Kyaw Phyo Tha The Irrawaddy

RANGOON — Of the 60 paintings hung on the walls of Lokanat Gallery in downtown Rangoon, the most eye catching ones depict pairs or trios of colorful, disfigured puppet dancers wearing Burmese traditional attire. Welcome to “Modern Art Exhibition” the first ever solo show of 68-year old artist Aung Khaing, who has been painting for 45 years. “This is my second attempt to have a solo show in my life,” he told The Irrawaddy. In fact, he tried to put on a show nearly 30 years ago, but his work at the time drew sharp criticism from literary censorship officials who then oversaw art exhibitions, as well as applying strict scrutiny to the printed word in Burma. Censors banned all 120 of Aung Khaing’s modern paintings, saying they were unfit for public display. “They scolded me—‘Don’t do that kind of stuff’—after they saw my painting of a mother and child,” recounted the painter. One of the officials barked at Aung Khaing: “The picture symbolizes love. Do you mean we have no love?” When they saw paintings of socialist icons Che Guevara and Fidel Castro, another official said: “Tell me why you don’t try our Burmese leaders.”

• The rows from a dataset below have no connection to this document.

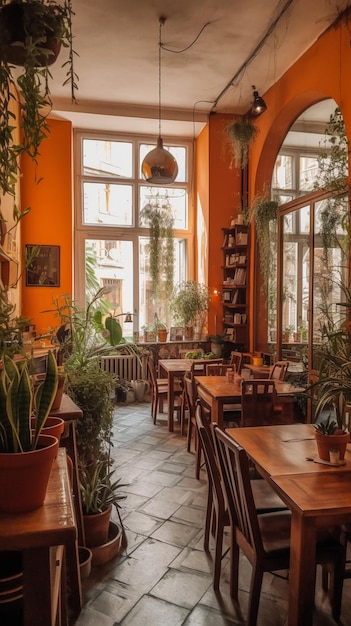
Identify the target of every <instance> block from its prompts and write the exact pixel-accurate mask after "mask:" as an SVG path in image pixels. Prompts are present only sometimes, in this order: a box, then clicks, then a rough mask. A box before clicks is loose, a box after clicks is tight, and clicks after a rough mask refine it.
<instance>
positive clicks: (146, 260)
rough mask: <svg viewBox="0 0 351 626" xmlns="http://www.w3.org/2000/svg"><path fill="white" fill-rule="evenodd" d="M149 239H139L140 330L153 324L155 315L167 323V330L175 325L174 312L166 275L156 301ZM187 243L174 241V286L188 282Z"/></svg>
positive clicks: (139, 323) (161, 285)
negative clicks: (167, 329) (150, 265)
mask: <svg viewBox="0 0 351 626" xmlns="http://www.w3.org/2000/svg"><path fill="white" fill-rule="evenodd" d="M148 246H149V238H148V237H139V324H140V326H139V328H140V329H142V327H143V326H144V325H145V324H147V323H148V322H152V320H153V318H154V315H155V313H157V314H158V317H159V319H160V320H161V321H162V322H164V323H166V325H167V328H170V327H171V326H172V325H173V320H172V311H171V308H170V302H169V298H168V297H167V294H166V275H165V274H164V276H163V277H162V279H161V284H160V289H159V293H158V296H157V301H156V300H155V297H154V294H153V293H152V289H151V280H150V274H149V247H148ZM185 256H186V242H185V241H184V239H174V284H175V285H176V284H178V283H180V282H183V281H184V280H186V261H185Z"/></svg>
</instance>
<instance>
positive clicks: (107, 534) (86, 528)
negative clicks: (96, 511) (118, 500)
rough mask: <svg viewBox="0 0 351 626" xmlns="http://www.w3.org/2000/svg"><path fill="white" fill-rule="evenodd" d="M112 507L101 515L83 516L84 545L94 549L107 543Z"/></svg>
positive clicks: (103, 511)
mask: <svg viewBox="0 0 351 626" xmlns="http://www.w3.org/2000/svg"><path fill="white" fill-rule="evenodd" d="M111 511H112V505H111V504H110V506H109V507H108V508H107V509H106V511H103V512H102V513H94V514H93V515H83V522H84V535H85V544H86V546H87V548H95V547H96V546H101V545H102V544H104V543H106V542H107V539H108V530H109V524H110V517H111Z"/></svg>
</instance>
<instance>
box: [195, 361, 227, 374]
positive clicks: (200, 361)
mask: <svg viewBox="0 0 351 626" xmlns="http://www.w3.org/2000/svg"><path fill="white" fill-rule="evenodd" d="M221 363H223V359H211V364H212V365H215V364H221ZM208 364H209V359H194V361H193V362H192V364H191V368H190V371H191V373H192V374H193V376H206V366H207V365H208Z"/></svg>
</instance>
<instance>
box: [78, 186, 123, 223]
mask: <svg viewBox="0 0 351 626" xmlns="http://www.w3.org/2000/svg"><path fill="white" fill-rule="evenodd" d="M83 192H84V193H83V223H84V224H92V225H93V224H94V225H99V226H103V225H107V226H132V224H133V213H132V186H131V185H117V184H110V183H87V182H85V183H83Z"/></svg>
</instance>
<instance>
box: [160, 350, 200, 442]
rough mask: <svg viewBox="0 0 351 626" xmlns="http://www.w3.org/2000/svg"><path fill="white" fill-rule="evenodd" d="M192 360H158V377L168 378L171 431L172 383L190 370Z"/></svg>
mask: <svg viewBox="0 0 351 626" xmlns="http://www.w3.org/2000/svg"><path fill="white" fill-rule="evenodd" d="M192 362H193V361H192V359H160V360H159V362H158V365H159V375H160V378H167V380H168V397H167V405H168V430H169V431H170V432H171V433H172V432H173V430H174V400H175V393H174V386H175V385H174V384H175V381H176V379H177V378H181V377H182V376H184V374H185V372H188V371H189V370H190V368H191V364H192Z"/></svg>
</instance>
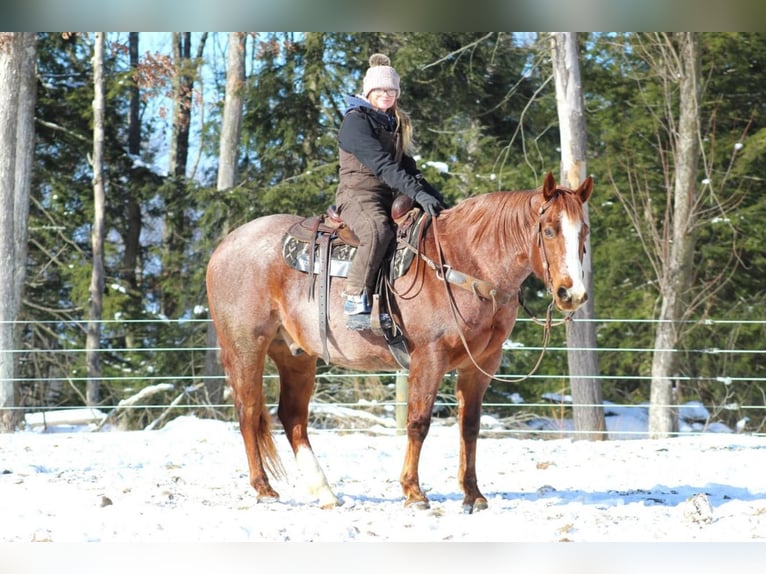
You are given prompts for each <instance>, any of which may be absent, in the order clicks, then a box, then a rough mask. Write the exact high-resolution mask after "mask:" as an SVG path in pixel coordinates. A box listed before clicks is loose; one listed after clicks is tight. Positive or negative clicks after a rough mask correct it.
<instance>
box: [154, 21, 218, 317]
mask: <svg viewBox="0 0 766 574" xmlns="http://www.w3.org/2000/svg"><path fill="white" fill-rule="evenodd" d="M206 39H207V33H204V34H202V36H201V39H200V44H199V46H198V49H197V55H196V58H194V59H192V56H191V33H190V32H173V67H174V69H175V75H174V77H173V135H172V139H171V142H170V177H171V182H170V186H169V187H168V190H167V194H166V200H165V218H164V227H163V254H162V285H161V295H160V311H161V313H163V314H164V315H165V316H167V317H176V316H178V315H181V314H182V313H183V312H184V310H185V307H186V301H185V300H184V299H185V298H184V285H183V281H182V277H183V266H184V253H185V250H186V247H187V246H188V245H189V244H190V243H191V233H192V229H191V224H190V222H189V216H188V212H187V210H188V209H190V206H189V200H188V197H187V185H186V168H187V163H188V159H189V135H190V130H191V117H192V102H193V100H192V95H193V91H194V80H195V78H196V76H197V66H198V62H199V60H200V59H201V57H202V52H203V50H204V46H205V41H206Z"/></svg>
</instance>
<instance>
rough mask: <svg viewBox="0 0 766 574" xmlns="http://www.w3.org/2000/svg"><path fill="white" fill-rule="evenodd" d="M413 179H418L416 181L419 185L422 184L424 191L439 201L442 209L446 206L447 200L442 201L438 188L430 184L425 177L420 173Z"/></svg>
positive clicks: (440, 195) (416, 175)
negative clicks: (441, 203)
mask: <svg viewBox="0 0 766 574" xmlns="http://www.w3.org/2000/svg"><path fill="white" fill-rule="evenodd" d="M415 179H416V180H418V183H420V185H421V186H423V189H424V190H425V191H426V193H428V194H430V195H433V196H434V197H435V198H436V199H438V200H439V201H441V202H442V206H443V207H444V209H446V208H447V202H446V201H444V196H443V195H442V194H441V193H440V192H439V190H438V189H436V188H435V187H434V186H433V185H431V183H430V182H429V181H428V180H427V179H426V178H425V177H423V174H422V173H419V174H417V175H416V176H415Z"/></svg>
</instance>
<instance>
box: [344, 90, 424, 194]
mask: <svg viewBox="0 0 766 574" xmlns="http://www.w3.org/2000/svg"><path fill="white" fill-rule="evenodd" d="M346 103H347V106H348V107H347V109H346V114H345V116H344V118H343V122H342V124H341V127H340V132H339V133H338V143H339V146H340V185H339V189H343V188H348V189H351V190H359V189H363V190H370V191H380V192H382V193H392V191H398V192H401V193H404V194H406V195H408V196H410V197H412V198H414V197H415V195H416V194H417V193H418V192H419V191H424V190H426V189H424V186H423V183H421V181H422V180H420V177H421V176H420V172H419V170H418V169H417V165H416V164H415V160H414V159H413V158H412V157H410V156H409V155H407V154H405V153H404V152H403V151H402V143H401V139H400V137H399V134H397V133H396V132H395V131H394V130H395V129H396V118H395V117H394V116H393V115H390V114H387V113H384V112H380V111H378V110H376V109H375V108H373V107H372V106H371V105H370V104H369V102H367V101H366V100H364V99H362V98H360V97H357V96H347V97H346ZM416 176H417V178H416ZM426 191H428V190H426Z"/></svg>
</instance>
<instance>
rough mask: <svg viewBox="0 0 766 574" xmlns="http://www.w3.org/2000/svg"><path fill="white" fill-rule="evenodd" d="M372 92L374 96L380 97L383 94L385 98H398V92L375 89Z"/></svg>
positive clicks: (391, 90)
mask: <svg viewBox="0 0 766 574" xmlns="http://www.w3.org/2000/svg"><path fill="white" fill-rule="evenodd" d="M372 91H373V92H374V94H375V95H376V96H382V95H383V94H385V95H387V96H398V95H399V90H394V89H389V90H386V89H383V88H375V89H374V90H372Z"/></svg>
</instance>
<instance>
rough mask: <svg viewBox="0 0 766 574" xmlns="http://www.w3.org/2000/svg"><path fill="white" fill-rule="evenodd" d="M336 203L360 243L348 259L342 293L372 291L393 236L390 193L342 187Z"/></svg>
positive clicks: (338, 207) (348, 293) (353, 292)
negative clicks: (348, 260)
mask: <svg viewBox="0 0 766 574" xmlns="http://www.w3.org/2000/svg"><path fill="white" fill-rule="evenodd" d="M335 199H336V204H337V206H338V211H339V212H340V215H341V217H342V218H343V221H345V222H346V224H347V225H348V226H349V227H350V228H351V230H352V231H353V232H354V233H355V234H356V236H357V237H358V238H359V247H358V248H357V250H356V255H354V260H353V261H352V262H351V268H350V269H349V272H348V278H347V279H346V284H345V286H344V288H343V294H344V295H347V296H348V295H361V293H362V291H363V290H364V289H367V294H368V296H369V295H372V293H373V291H374V289H375V280H376V278H377V276H378V270H379V269H380V265H381V263H383V259H384V258H385V256H386V252H387V251H388V248H389V246H390V245H391V241H393V239H394V226H393V222H392V221H391V204H392V203H393V201H394V195H393V193H381V192H379V191H366V190H350V189H341V190H339V191H338V193H337V195H336V198H335Z"/></svg>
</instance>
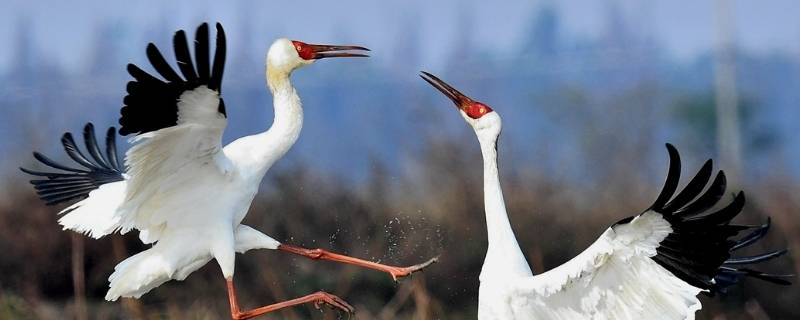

“I asked them whether they would allow me to paint our national leader Aung San. They gave me no clear answer and my attempt to have first solo show was gone,” Aung Khaing recalled. A self-taught artist and Rangoon native, the painter admitted that despite of his interest in Van Gogh, Pablo Picasso and Jackson Pollock, he wants to create more works with traditional Burmese themes, in his own in modernism flavor—the puppet dancers. “The puppet is one of our Burmese trademarks,” he said. “Though I painted them in a modern style, I can’t hide the Burmese sense in them, and there is movement for they are dancing,” the 68-year old artist explained. Of the disfigured dancers, he said they are the results of his feeling of being deformed by Burma’s past. “My mind, too, thanks to the era we have been through under the oppression of the former military dictatorship. It’s no wonder I can’t paint realism,” he said. Asked why most of his subjects are puppets, Aung Khaing said they are a sort of representation of his unconscious. “Puppets are always attached to strings,” he explained. “Though we have reform today, there are still some human rights violations happening. Unconsciously, I feel we are still attached to strings.”